Tuesday, November 29, 2011

How the Church of England Came to Ordain Women Priests





This is the true story of how the Church of England came to ordain women priests.

         My great-grandpa, Sam Welles Sr., saw Tchaikovsky perform at the inaugural concert of Carnegie Hall in 1891 when he was a seminary student in New York City. Here's the Wikipedia account of the event:


         "Another area in which Tchaikovsky promoted Russian music in general as well as his own compositions was as a guest conductor. In January 1887 he substituted at the Bolshoi Theater in Moscow on short notice for the first three performances of his opera Cherevichki. He had wanted to conquer conducting for at least a decade, as he saw that success outside Russia depended to some extent on his conducting his own works. Within a year of the Cherevichki performances, Tchaikovsky was in considerable demand throughout Europe and Russia, which helped him overcome life-long stage fright and boosted his self-assurance. Conducting brought him to America in 1891, where he led the New York Music Society's orchestra in his Festival Coronation March at the inaugural concert of New York's Carnegie Hall."

         When he was ordained as an Episcopal priest, he was sent to Oklahoma to live as a missionary. He had two sons on the farm- Sam Welles Jr. (my grandpa) and Edward Welles. One day in 1913 a black man wanted Holy Communion and so my great grandpa gave it to him. The town found out about it and informed my great grandpa that he and his family would be killed if they did not leave Oklahoma immediately. Sam Welles, by then a Canon, had a priest friend in New Jersey who gave him a job ministering to prisoners and hospital patients but the church never trusted him with his own parish again.
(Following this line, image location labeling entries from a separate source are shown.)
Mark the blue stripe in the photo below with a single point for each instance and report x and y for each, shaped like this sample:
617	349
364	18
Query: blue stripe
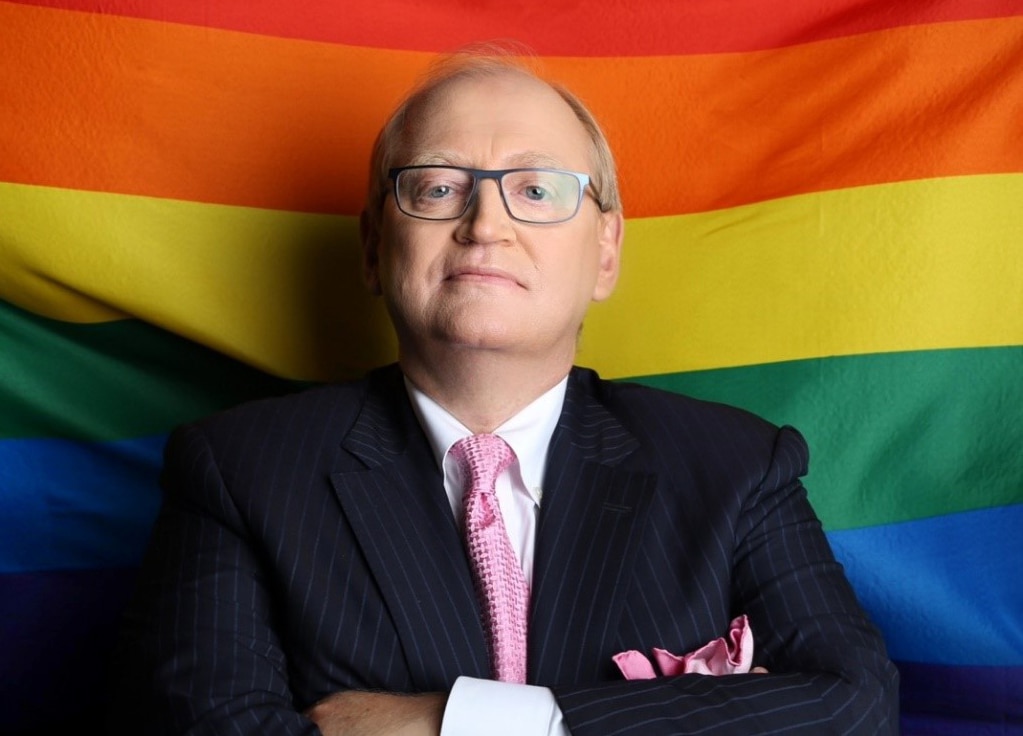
945	590
961	701
75	505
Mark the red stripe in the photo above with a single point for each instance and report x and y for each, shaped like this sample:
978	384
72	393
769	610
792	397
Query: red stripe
598	28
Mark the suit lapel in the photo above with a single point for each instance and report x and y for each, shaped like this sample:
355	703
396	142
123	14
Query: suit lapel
395	502
592	514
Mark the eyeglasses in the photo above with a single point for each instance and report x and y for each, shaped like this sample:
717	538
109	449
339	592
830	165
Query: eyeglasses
444	192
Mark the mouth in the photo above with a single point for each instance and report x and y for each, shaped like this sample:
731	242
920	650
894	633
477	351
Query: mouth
482	274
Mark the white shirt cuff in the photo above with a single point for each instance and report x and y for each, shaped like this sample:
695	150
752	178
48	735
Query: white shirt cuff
501	709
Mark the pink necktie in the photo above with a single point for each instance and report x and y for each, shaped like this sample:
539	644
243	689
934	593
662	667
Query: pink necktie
499	581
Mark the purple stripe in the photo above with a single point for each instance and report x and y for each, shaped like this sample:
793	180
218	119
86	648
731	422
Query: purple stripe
946	700
56	633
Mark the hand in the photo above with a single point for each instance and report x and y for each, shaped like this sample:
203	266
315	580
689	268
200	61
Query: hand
357	712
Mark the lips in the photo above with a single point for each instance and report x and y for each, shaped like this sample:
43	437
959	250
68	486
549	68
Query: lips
482	274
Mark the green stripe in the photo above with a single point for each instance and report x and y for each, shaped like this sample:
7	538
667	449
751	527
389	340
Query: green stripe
110	380
893	436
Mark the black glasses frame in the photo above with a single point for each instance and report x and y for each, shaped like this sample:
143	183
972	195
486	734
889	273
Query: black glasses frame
480	175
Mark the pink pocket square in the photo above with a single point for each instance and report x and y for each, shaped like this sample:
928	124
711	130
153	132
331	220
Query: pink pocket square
726	655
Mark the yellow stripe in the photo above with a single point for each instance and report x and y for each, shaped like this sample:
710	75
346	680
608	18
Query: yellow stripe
935	263
918	265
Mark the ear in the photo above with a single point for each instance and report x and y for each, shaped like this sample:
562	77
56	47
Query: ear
370	237
610	235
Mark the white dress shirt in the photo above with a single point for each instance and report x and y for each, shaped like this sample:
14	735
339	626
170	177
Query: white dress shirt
506	708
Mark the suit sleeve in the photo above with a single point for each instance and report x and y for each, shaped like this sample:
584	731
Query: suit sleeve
199	654
829	669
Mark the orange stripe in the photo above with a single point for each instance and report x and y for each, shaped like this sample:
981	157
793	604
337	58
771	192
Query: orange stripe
138	106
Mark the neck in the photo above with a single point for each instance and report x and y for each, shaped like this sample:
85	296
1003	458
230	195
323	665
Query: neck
483	389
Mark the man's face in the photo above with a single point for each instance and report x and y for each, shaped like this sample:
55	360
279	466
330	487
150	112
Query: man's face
486	280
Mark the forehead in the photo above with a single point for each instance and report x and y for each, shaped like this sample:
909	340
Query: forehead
498	120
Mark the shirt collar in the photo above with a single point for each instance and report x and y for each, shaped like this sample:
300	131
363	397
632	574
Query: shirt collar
528	432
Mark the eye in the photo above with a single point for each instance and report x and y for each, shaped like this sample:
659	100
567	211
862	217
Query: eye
536	192
437	192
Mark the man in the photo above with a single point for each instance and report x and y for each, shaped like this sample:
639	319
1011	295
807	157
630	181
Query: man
309	564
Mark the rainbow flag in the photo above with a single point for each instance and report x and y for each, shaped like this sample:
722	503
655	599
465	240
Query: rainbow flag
825	204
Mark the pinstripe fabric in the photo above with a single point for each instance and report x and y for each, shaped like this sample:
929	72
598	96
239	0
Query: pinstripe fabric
306	546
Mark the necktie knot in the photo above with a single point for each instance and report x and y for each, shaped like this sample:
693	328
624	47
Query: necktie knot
482	458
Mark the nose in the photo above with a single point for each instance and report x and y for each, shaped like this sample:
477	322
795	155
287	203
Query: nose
486	220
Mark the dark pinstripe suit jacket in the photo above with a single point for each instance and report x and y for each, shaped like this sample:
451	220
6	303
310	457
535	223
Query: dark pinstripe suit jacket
306	546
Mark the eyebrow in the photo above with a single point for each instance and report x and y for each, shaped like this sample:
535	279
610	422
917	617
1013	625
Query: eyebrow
526	160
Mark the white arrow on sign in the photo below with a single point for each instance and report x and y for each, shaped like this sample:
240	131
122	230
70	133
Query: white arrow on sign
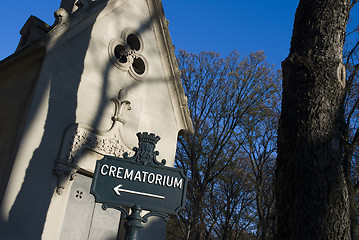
118	189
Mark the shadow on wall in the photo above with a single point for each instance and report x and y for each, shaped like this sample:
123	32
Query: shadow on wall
28	213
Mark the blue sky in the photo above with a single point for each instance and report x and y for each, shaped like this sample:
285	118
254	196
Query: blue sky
195	25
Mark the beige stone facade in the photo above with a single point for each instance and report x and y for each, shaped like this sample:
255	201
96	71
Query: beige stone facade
72	93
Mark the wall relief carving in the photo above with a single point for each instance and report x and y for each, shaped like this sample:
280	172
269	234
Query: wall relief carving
80	137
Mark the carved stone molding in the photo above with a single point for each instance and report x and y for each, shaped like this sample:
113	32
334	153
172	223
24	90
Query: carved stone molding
80	137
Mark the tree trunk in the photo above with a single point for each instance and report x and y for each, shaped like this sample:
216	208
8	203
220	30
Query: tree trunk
311	191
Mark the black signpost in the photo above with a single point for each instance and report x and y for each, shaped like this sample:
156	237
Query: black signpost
140	183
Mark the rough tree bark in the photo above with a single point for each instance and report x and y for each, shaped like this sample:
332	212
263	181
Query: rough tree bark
311	192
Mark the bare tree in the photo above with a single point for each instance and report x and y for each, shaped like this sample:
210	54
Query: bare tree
222	95
311	191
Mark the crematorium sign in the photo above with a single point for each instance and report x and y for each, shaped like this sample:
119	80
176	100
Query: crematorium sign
140	180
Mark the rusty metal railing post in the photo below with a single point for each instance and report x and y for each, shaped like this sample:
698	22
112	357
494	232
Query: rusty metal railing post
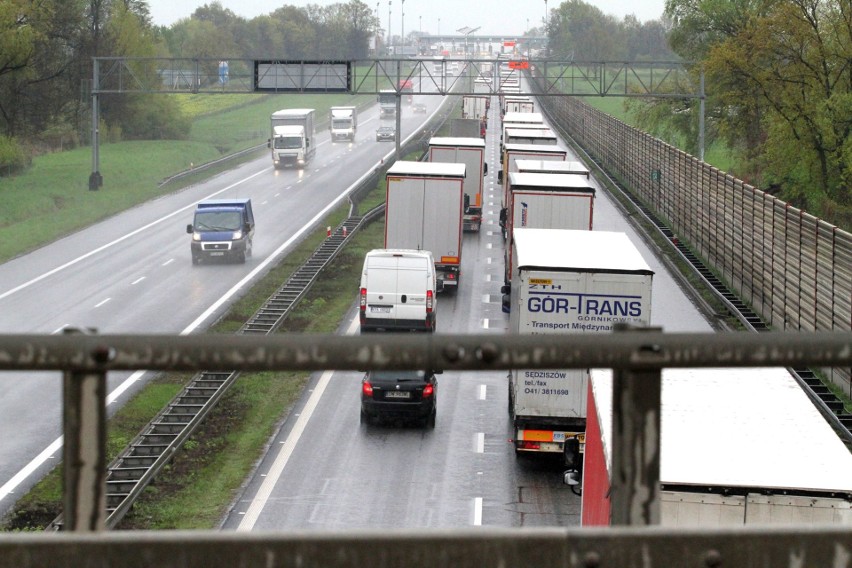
636	439
84	449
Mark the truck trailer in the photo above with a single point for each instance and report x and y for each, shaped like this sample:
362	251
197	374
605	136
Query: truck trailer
292	137
423	211
343	122
545	201
567	282
738	446
471	152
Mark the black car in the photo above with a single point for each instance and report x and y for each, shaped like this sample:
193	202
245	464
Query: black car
385	133
399	395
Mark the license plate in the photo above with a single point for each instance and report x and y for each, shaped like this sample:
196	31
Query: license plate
397	394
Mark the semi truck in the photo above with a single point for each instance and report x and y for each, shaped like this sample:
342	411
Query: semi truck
222	229
423	211
475	106
343	122
514	152
471	153
552	167
387	103
738	446
545	201
292	137
567	282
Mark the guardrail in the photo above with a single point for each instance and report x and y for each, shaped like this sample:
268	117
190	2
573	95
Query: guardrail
793	269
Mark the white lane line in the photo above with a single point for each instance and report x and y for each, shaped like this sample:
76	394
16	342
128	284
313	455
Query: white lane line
120	239
274	474
19	477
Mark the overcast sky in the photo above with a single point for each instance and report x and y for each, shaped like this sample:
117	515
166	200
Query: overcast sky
492	16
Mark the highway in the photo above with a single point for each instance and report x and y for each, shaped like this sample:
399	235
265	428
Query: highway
326	471
132	274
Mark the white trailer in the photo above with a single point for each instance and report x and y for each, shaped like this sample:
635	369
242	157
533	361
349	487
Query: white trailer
545	201
423	211
551	167
292	137
738	446
343	122
471	152
475	106
567	282
514	152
From Left: Sam, Mabel, Mary, Muriel, Bishop Edward
Mabel DeGeer, Canon Sam Welles

         My grandpa, Sam Welles Jr., was a Rhodes Scholar out of Princeton and he served in the State Department during WWII as the Special Assistant to Ambassador Winant at our London Embassy. After the war he worked as a Senior Editor for Time Magazine and he was invited to the 1947 Moscow Council of Foreign Ministers. He wrote a book about his trip titled, "Profile of Europe". For a while there was a photo of Sam Jr. with Shostakovich hanging in the Kremlin. Sam Jr. married my grandma, Margery Miller Welles, who was one of the founding authors of Sports Illustrated as well as their boxing expert. She has been placed on a list of nominees for the International Boxing Hall of Fame.
         Edward Welles ran track at Princeton where he met David Cecil, AKA Lord Burghley. Lord Burghley was immortalized in the film Chariots of Fire- his character was Lindsay, the man who stood and smoked a cigar while his butler poured champagne into glasses fixed on top of hurdles. My Uncle Edward Welles has been to that house. The real Lord Burghley was a conservative British politician who served as the Governor of Bermuda during WWII.
         Edward went on to become an Episcopal Bishop and he had a daughter, my cousin, Katrina Welles who was absolutely brilliant. I believe she graduated from Harvard by the age of 20 and she wanted to be a priest. Remember, Uncle Edward was on that farm in 1913 and he remembered what his father had done - so he and two of his bishop friends who were also retired ordained the first class of female Episcopal priests. Today those women are referred to as the Philadelphia 11 and they consisted of my cousin Katrina and her classmates. And this is the Church of England, so that meant that from that point on, women across the British Empire could be priests. The Presiding Bishop of the Episcopal Church today is a woman named Bishop Katharine.
         Below is a picture of Bishop Edward Welles with FDR and Churchill during the war at Christ Cathedral in Alexandria, VA. (Edward is the one shaking hands with FDR.) Soon after this picture was taken, my grandpa was at our London Embassy as the SA to the US Ambassador. Churchill isn't looking at Uncle Edward but he almost certainly knew who he was- he's Sam's brother, but he's also Lord Burghley's friend.

From Left: Edward Welles, Winston Churchill, FDR at Christ Church in Alexandra, VA

         Also, while this picture was taken my grandma was a student at Wellesley. She would choose for her senior thesis to write a bio of Joe Louis which was reviewed by Eleanor Roosevelt and published before she graduated in 1945. So, to Mrs. Roosevelt- Edward Welles was Margery's brother in law and Sam the Rhodes Scholar/diplomat/Time-Life Executive was Margery's husband. Katrina Welles, one of the Philadelphia 11, was Margery's niece.